In a state with so many restrictions on sexual education and abortion, ostensibly to protect the health of women, the conventional wisdom should hold that Mississippi's pregnancy statistics should be stellar.
But in fact, Mississippi was recently ranked the worst state in the nation to have a baby—despite being number one in cost of living and infant-care costs.
While the Legislature wastes taxpayer dollars defending a law designed to close the state's only abortion clinic to the Supreme Court, they've barely acknowledged the gaping hole in pregnancy care in the state. Mississippi has the highest infant death rate in the country. We also hold the last-place spot for the most low birth-weight and preterm births.
These statistics are at least in part a result of bad policy and politicking. In a recent change of heart, the Legislature allotted $1 million to the Mississippi Department of Health to combat our infant mortality rate. Money is one thing; however, policy is quite another. The state department of health is making the best of its new funds to partner with large organizations and businesses to educate women about services, options and their choices as a mother-to-be, as well as asking hospitals to create policies to end early elective births that can lead to pre-term births and under-developed infants.

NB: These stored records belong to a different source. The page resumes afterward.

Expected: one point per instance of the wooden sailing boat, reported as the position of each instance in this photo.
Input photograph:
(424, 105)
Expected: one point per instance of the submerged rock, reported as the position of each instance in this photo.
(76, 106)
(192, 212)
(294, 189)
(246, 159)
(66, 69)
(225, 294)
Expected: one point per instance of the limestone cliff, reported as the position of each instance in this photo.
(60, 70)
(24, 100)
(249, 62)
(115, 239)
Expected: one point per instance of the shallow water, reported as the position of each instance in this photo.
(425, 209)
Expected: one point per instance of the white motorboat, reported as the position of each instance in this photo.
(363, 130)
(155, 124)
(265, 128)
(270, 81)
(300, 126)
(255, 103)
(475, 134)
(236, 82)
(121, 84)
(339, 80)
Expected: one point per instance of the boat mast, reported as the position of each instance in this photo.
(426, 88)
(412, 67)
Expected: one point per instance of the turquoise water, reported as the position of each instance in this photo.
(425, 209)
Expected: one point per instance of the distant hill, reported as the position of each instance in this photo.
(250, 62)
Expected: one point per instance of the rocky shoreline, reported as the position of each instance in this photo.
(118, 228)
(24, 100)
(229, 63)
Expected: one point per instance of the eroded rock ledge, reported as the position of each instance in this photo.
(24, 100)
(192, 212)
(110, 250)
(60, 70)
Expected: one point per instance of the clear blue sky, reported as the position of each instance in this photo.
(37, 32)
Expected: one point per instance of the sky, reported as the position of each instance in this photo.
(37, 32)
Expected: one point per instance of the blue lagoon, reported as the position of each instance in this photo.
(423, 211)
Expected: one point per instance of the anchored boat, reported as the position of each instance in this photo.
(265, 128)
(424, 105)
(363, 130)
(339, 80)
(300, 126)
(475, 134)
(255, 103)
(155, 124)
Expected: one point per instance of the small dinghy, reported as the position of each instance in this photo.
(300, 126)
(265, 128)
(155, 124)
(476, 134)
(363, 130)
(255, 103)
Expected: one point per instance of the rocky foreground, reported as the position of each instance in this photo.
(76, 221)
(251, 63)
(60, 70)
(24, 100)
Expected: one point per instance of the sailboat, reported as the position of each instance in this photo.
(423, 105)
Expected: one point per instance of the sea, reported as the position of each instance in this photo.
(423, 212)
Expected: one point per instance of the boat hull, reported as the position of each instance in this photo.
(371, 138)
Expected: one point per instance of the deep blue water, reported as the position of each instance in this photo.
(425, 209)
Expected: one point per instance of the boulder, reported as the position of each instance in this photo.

Additionally, the African American infant mortality rate was more than twice that for whites. Access remains a primary issue in the pregnancy care realm, and getting mothers in rural counties proper pregnancy care is not easy. But we need to do it anyway. There are only 44 hospitals in the entire state that a mother can give birth in. We have a small amount of midwives to counteract the lack of facilities. The state's leadership, meanwhile, continues to keep the Affordable Care Act as far away as possible, a policy that might improve almost every aspect of pregnancy for women—especially those with no health insurance or access to prenatal care.
The Mississippi Department of Health advocates for planned pregnancy, which should sound familiar, because organizations like Planned Parenthood have the same goal in mind.
A common thread runs through all of Mississippi's pregnancy problems: It's a woman's right, but she's not right to exercise it according to the policy that dictates her every move. Why is it so difficult to imagine a world in which a woman can have access to safe birth control, abortion services and pregnancy care all in her lifetime?
As we celebrate good ideas for Jackson and Mississippi in this birthday issue of the Jackson Free Press, leaders must realize that the solutions to most of what stands in the way of progress in our state starts with our women.